How Can You Identify Outliers in a Dataset?
Outliers are numbers that are much higher or lower than the rest of the dataset. They are the odd ones out! In this article, we will explain how you can find these outliers in a dataset using simple steps.
What are Outliers?
Outliers are numbers that are dramatically different from the dataset. If a group has most numbers between 10 and 20, one hundred is an outlier. Outliers can be very important because they might show something special, or they might be errors.
How to identify outliers in a dataset
There are quite a few ways to identify outliers in a dataset. Let’s start with some of the most basic.
Plot the data
First of all, just look at the numbers in the data set. If you have a small enough set of numbers, you can glance through them to see if any number seems too big or too small compared to the others. This is probably the easiest way, but sometimes it may not work for large datasets.
Use a Box Plot
- A box plot is useful for finding outliers. A box plot shows the range of your data and the median (middle value). Outliers are numbers that fall significantly outside the boundaries of the plot’s “box”.

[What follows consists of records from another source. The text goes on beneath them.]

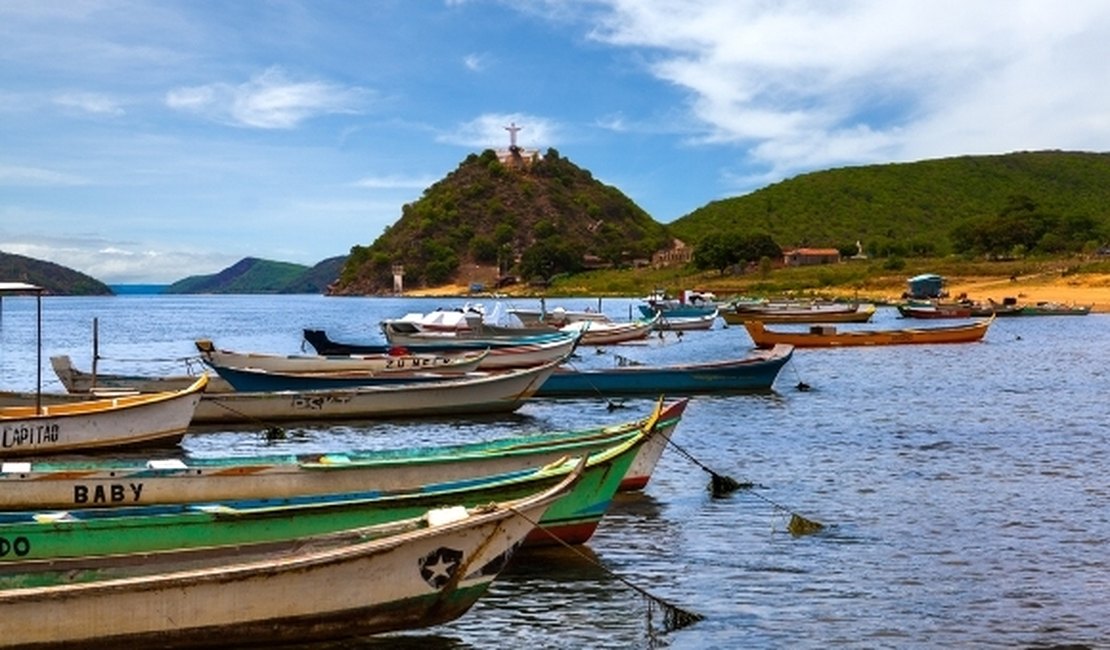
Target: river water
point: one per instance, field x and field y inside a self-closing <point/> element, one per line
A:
<point x="965" y="488"/>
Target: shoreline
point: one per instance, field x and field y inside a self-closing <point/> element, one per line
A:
<point x="1069" y="290"/>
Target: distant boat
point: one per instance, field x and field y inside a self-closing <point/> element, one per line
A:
<point x="502" y="392"/>
<point x="403" y="575"/>
<point x="829" y="336"/>
<point x="756" y="372"/>
<point x="89" y="425"/>
<point x="740" y="312"/>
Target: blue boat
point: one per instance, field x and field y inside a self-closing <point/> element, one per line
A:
<point x="754" y="373"/>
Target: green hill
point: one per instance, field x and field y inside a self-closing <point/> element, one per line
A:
<point x="249" y="275"/>
<point x="53" y="277"/>
<point x="927" y="207"/>
<point x="530" y="217"/>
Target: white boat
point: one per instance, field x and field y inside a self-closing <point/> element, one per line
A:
<point x="399" y="576"/>
<point x="400" y="361"/>
<point x="596" y="333"/>
<point x="92" y="424"/>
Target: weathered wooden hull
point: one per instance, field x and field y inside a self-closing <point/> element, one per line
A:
<point x="363" y="582"/>
<point x="596" y="333"/>
<point x="99" y="424"/>
<point x="112" y="483"/>
<point x="756" y="372"/>
<point x="504" y="353"/>
<point x="36" y="536"/>
<point x="503" y="392"/>
<point x="816" y="314"/>
<point x="397" y="361"/>
<point x="829" y="336"/>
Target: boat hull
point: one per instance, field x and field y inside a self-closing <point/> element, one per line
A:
<point x="99" y="424"/>
<point x="830" y="337"/>
<point x="755" y="373"/>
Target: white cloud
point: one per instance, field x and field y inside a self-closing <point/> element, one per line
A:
<point x="491" y="131"/>
<point x="476" y="62"/>
<point x="37" y="178"/>
<point x="800" y="84"/>
<point x="270" y="100"/>
<point x="90" y="102"/>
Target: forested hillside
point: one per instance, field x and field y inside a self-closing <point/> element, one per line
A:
<point x="1001" y="205"/>
<point x="530" y="217"/>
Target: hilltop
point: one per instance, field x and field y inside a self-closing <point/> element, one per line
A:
<point x="493" y="217"/>
<point x="252" y="275"/>
<point x="53" y="277"/>
<point x="925" y="209"/>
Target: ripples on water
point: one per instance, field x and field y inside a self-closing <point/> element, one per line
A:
<point x="964" y="486"/>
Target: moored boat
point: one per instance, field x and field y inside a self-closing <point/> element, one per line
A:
<point x="107" y="483"/>
<point x="486" y="393"/>
<point x="399" y="359"/>
<point x="409" y="574"/>
<point x="756" y="372"/>
<point x="829" y="336"/>
<point x="37" y="535"/>
<point x="740" y="312"/>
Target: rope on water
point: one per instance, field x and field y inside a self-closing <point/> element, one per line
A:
<point x="674" y="617"/>
<point x="720" y="485"/>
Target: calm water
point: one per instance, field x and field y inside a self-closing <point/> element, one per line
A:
<point x="966" y="487"/>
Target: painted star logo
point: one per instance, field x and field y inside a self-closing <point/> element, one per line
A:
<point x="440" y="566"/>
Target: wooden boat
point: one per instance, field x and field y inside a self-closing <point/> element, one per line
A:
<point x="596" y="333"/>
<point x="396" y="361"/>
<point x="753" y="373"/>
<point x="37" y="535"/>
<point x="503" y="392"/>
<point x="504" y="352"/>
<point x="739" y="313"/>
<point x="104" y="423"/>
<point x="1049" y="308"/>
<point x="91" y="424"/>
<point x="80" y="383"/>
<point x="674" y="321"/>
<point x="404" y="575"/>
<point x="106" y="483"/>
<point x="828" y="336"/>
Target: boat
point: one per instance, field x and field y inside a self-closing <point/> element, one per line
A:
<point x="686" y="321"/>
<point x="753" y="373"/>
<point x="597" y="333"/>
<point x="90" y="531"/>
<point x="937" y="310"/>
<point x="89" y="425"/>
<point x="513" y="352"/>
<point x="737" y="313"/>
<point x="1050" y="308"/>
<point x="108" y="483"/>
<point x="477" y="393"/>
<point x="397" y="359"/>
<point x="828" y="336"/>
<point x="78" y="382"/>
<point x="400" y="576"/>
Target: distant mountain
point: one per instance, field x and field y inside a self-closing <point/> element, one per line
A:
<point x="53" y="277"/>
<point x="512" y="214"/>
<point x="917" y="207"/>
<point x="251" y="275"/>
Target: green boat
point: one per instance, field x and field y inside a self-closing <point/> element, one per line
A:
<point x="36" y="536"/>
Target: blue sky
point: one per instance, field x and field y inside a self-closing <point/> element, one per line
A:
<point x="150" y="141"/>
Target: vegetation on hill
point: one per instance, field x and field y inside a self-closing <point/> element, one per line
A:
<point x="996" y="205"/>
<point x="486" y="220"/>
<point x="53" y="277"/>
<point x="251" y="275"/>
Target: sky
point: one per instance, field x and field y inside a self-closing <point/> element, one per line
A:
<point x="149" y="141"/>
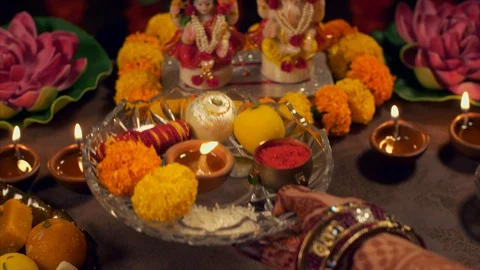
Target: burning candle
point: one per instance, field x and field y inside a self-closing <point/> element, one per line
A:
<point x="465" y="105"/>
<point x="395" y="115"/>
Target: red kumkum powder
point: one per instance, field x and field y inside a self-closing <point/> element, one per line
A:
<point x="283" y="156"/>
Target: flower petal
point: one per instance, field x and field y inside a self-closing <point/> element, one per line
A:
<point x="26" y="21"/>
<point x="470" y="44"/>
<point x="435" y="61"/>
<point x="472" y="88"/>
<point x="17" y="73"/>
<point x="77" y="68"/>
<point x="7" y="89"/>
<point x="450" y="43"/>
<point x="449" y="78"/>
<point x="403" y="21"/>
<point x="26" y="100"/>
<point x="436" y="45"/>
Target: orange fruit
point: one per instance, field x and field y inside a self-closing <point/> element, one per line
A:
<point x="54" y="241"/>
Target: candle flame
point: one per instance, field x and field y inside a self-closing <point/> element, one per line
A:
<point x="16" y="134"/>
<point x="78" y="132"/>
<point x="465" y="104"/>
<point x="208" y="147"/>
<point x="394" y="112"/>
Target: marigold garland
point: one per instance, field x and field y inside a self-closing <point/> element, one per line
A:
<point x="375" y="75"/>
<point x="165" y="193"/>
<point x="333" y="103"/>
<point x="124" y="165"/>
<point x="135" y="51"/>
<point x="360" y="100"/>
<point x="130" y="83"/>
<point x="342" y="54"/>
<point x="161" y="26"/>
<point x="140" y="64"/>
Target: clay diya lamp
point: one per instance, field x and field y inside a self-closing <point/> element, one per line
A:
<point x="282" y="162"/>
<point x="465" y="130"/>
<point x="398" y="140"/>
<point x="66" y="167"/>
<point x="19" y="164"/>
<point x="210" y="161"/>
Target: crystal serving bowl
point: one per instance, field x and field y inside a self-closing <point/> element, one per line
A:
<point x="253" y="220"/>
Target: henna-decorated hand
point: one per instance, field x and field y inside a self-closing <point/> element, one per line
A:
<point x="281" y="251"/>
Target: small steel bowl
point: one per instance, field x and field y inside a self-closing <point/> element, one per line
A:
<point x="274" y="179"/>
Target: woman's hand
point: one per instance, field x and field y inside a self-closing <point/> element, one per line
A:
<point x="281" y="251"/>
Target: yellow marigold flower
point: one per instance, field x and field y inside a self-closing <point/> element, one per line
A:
<point x="301" y="104"/>
<point x="165" y="193"/>
<point x="134" y="51"/>
<point x="144" y="39"/>
<point x="360" y="100"/>
<point x="134" y="81"/>
<point x="333" y="103"/>
<point x="140" y="64"/>
<point x="336" y="29"/>
<point x="375" y="75"/>
<point x="342" y="54"/>
<point x="161" y="26"/>
<point x="125" y="164"/>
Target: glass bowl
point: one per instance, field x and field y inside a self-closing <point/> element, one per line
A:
<point x="253" y="222"/>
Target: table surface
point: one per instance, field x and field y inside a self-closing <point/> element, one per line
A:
<point x="436" y="196"/>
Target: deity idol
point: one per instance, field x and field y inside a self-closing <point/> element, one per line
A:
<point x="206" y="41"/>
<point x="288" y="38"/>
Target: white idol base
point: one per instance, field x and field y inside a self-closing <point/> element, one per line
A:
<point x="223" y="74"/>
<point x="275" y="73"/>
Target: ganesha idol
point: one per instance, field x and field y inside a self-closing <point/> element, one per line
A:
<point x="288" y="38"/>
<point x="206" y="42"/>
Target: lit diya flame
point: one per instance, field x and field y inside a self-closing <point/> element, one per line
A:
<point x="465" y="105"/>
<point x="22" y="165"/>
<point x="205" y="149"/>
<point x="394" y="112"/>
<point x="78" y="139"/>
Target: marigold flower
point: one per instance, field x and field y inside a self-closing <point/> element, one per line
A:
<point x="301" y="104"/>
<point x="336" y="29"/>
<point x="125" y="164"/>
<point x="342" y="54"/>
<point x="360" y="100"/>
<point x="165" y="193"/>
<point x="136" y="81"/>
<point x="161" y="26"/>
<point x="144" y="39"/>
<point x="333" y="103"/>
<point x="134" y="51"/>
<point x="375" y="75"/>
<point x="140" y="64"/>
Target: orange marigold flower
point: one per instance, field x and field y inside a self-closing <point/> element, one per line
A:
<point x="375" y="75"/>
<point x="333" y="103"/>
<point x="336" y="29"/>
<point x="140" y="64"/>
<point x="125" y="164"/>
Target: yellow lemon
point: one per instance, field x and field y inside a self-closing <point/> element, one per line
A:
<point x="256" y="125"/>
<point x="17" y="261"/>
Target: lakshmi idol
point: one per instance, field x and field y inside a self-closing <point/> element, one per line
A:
<point x="206" y="41"/>
<point x="288" y="38"/>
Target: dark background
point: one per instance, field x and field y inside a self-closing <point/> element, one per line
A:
<point x="110" y="21"/>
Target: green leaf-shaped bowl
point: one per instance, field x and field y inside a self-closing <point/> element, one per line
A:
<point x="407" y="85"/>
<point x="98" y="66"/>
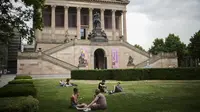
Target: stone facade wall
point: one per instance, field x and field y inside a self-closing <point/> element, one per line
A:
<point x="165" y="63"/>
<point x="71" y="55"/>
<point x="37" y="66"/>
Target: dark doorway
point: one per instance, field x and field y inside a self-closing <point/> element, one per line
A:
<point x="100" y="60"/>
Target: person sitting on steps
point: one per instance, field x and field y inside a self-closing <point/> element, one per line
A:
<point x="68" y="83"/>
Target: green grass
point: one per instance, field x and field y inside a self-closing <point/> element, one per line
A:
<point x="139" y="96"/>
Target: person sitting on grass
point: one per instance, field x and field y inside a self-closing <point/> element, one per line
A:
<point x="62" y="83"/>
<point x="74" y="100"/>
<point x="99" y="102"/>
<point x="68" y="83"/>
<point x="102" y="86"/>
<point x="117" y="89"/>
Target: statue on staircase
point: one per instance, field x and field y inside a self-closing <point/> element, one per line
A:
<point x="130" y="61"/>
<point x="97" y="34"/>
<point x="97" y="21"/>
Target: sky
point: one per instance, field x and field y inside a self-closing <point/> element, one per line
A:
<point x="150" y="19"/>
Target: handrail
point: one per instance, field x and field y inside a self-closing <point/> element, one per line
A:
<point x="28" y="55"/>
<point x="151" y="61"/>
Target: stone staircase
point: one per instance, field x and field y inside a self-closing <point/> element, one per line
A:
<point x="149" y="61"/>
<point x="126" y="44"/>
<point x="58" y="62"/>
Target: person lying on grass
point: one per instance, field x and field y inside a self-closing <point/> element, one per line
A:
<point x="99" y="102"/>
<point x="102" y="86"/>
<point x="74" y="100"/>
<point x="117" y="89"/>
<point x="68" y="83"/>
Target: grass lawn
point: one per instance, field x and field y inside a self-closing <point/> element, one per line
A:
<point x="139" y="96"/>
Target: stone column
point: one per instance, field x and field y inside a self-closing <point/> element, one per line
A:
<point x="90" y="19"/>
<point x="113" y="25"/>
<point x="124" y="26"/>
<point x="78" y="31"/>
<point x="38" y="33"/>
<point x="102" y="19"/>
<point x="120" y="24"/>
<point x="53" y="7"/>
<point x="66" y="18"/>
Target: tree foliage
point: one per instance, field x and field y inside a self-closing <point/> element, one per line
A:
<point x="158" y="46"/>
<point x="14" y="18"/>
<point x="139" y="47"/>
<point x="172" y="43"/>
<point x="194" y="45"/>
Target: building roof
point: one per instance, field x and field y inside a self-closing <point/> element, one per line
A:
<point x="106" y="1"/>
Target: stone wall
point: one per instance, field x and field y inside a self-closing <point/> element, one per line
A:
<point x="165" y="63"/>
<point x="71" y="55"/>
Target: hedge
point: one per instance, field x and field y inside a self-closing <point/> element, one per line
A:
<point x="21" y="81"/>
<point x="13" y="90"/>
<point x="138" y="74"/>
<point x="23" y="77"/>
<point x="19" y="104"/>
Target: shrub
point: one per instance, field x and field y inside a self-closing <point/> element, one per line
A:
<point x="19" y="104"/>
<point x="13" y="90"/>
<point x="138" y="74"/>
<point x="23" y="77"/>
<point x="20" y="81"/>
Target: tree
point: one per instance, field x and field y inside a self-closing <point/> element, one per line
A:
<point x="173" y="44"/>
<point x="14" y="18"/>
<point x="139" y="47"/>
<point x="194" y="45"/>
<point x="158" y="46"/>
<point x="194" y="48"/>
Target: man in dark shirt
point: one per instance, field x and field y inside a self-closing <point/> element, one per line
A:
<point x="102" y="87"/>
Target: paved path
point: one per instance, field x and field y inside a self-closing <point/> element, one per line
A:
<point x="5" y="79"/>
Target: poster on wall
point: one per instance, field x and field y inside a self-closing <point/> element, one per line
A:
<point x="115" y="58"/>
<point x="84" y="57"/>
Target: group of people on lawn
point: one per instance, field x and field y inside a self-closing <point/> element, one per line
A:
<point x="99" y="102"/>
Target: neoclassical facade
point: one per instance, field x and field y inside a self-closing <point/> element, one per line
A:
<point x="64" y="44"/>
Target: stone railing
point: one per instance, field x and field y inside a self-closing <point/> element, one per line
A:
<point x="126" y="44"/>
<point x="155" y="58"/>
<point x="58" y="62"/>
<point x="148" y="61"/>
<point x="28" y="55"/>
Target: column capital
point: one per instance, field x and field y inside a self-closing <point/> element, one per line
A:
<point x="124" y="11"/>
<point x="91" y="9"/>
<point x="78" y="8"/>
<point x="53" y="6"/>
<point x="66" y="7"/>
<point x="113" y="10"/>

- The plot’s box indicates the location of the majority of the data. The lines—known as whiskers—represent the range of the data. If a number falls outside the distance from these whiskers, then it’s an outlier.
Find the interquartile range (IQR).
The interquartile range, or IQR, is the difference in ranges between the first quartile, Q1, and the third quartile, Q3. Here is how one may use the IQR formula to find an outlier:
- Step 1: Calculate Q1 and Q3
- Step 2: Find the IQR by subtracting Q1 from Q3 (IQR = Q3 – Q1).
- Step 3: Multiply the IQR by 1.5.
- Step 4: Determine the lower and upper bounds
o Lower bound = Q1 – (1.5 * IQR)
o Upper bound = Q3 + (1.5 * IQR)
- Step 5: Any data point below the lower bound or above the upper bound is an outlier.
Z-Score Method
- The Z-score indicates how many standard deviations away from the mean a number lies. The higher or lower the Z-score, the more that number is an outlier.
- To calculate the Z-score, subtract the mean from the number, then divide the result by the standard deviation. Any Z-score higher than 3 or lower than -3 generally represents an outlier.
Visualize the data
Sometimes, looking at the data in a graphical form like a scatter plot or histogram will help you find outliers. Normally, outliers look like points that are far from the rest of the data points. Visualizing the data is a quick way to spot these unusual numbers.
Why is it important to find outliers?
Identifying outliers is important because they can:
- Show mistakes in the data collection process.
- Indicate special events or important information.
- Are there any outliers that could skew the results of your analysis and require careful attention?
Conclusion
The methods mentioned above can assist you in identifying an outlier within a dataset. Examining the data, creating a box plot, performing an IQR calculation, or calculating the Z-score will undoubtedly aid in identifying the outlier. Now that you know how to find them, you can finally decide whether to include them, remove them, or conduct further investigation.